Бутусов и вампиры

«Голубые океаны, реки, полные твоей любви. Я запомню навеки: ты обожала цветы.»
 Фортепианное соло, ворвавшееся в уши, всколыхнуло и взбаламутило задремавшую Люсенькину душу. Она встрепенулась, повела плечиками, вдохнула воздух, пропитанный смешанным амбре разогретой резины и чьих-то дорогих духов. Шумно грохоча, подъехал поезд, двери распахнулись, выпуская из недр вагона толпу озверелых людей и впуская партию новых – пока более-менее спокойных.
 Люсеньку пронесло с основной толпой, куда-то её прижало, отбросило и вдавило. Ухватившись за поручень. она сонным взглядом обвела топу окружавших её если не орангутанов, то людей, катастрофически приблизившихся к этим славным млекопитающим.
«Неизведанные страны, карты утонувших кораблей – я оставлю на камне у могилы твоей.»
 Люсенька подумала, что сейчас её действительно накроет – от восторга – и могила станет вполне реальной, а не случайно выхваченным из песни словом.
 Люсенька увидела ЕГО.
 О, избито, не так ли? Но жизнь, если подумать, избитая, убогая и прозаичная штука, вместе с тем не лишенная особого разгульного шика и сопливой сентиментальности.
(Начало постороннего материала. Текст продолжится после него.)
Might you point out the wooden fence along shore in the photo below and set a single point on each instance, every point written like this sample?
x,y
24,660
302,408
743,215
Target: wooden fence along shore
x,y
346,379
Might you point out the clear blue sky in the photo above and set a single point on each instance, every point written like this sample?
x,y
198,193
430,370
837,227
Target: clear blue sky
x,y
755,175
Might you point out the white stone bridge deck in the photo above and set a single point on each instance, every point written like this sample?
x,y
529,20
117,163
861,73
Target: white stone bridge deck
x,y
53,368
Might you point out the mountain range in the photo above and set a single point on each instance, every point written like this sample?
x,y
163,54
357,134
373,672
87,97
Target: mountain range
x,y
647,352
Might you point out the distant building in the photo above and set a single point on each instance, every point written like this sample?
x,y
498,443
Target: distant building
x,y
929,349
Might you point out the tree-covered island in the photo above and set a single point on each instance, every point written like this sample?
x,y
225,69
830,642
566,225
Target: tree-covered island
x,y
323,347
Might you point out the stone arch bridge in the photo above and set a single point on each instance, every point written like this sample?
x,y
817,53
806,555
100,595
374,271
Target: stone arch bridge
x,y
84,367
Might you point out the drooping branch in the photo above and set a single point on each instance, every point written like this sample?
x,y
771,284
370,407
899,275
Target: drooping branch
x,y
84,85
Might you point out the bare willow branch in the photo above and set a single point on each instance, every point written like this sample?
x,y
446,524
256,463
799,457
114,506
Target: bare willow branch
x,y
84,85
 Люсенька задышала шумно и часто, приоткрыв рот; дама в соболях подле неё покосилась на неё подозрительно и отодвинулась подальше. А у Люсеньки, как говорится, «в зобу дыханье спёрло», и мир слегка сплющился, сгладился, приобрёл необыкновенную притягательность.
 «Я дарил тебе розы, розы были из кошмарных снов. Сны пропитаны дымом, а цветы мышьяком.»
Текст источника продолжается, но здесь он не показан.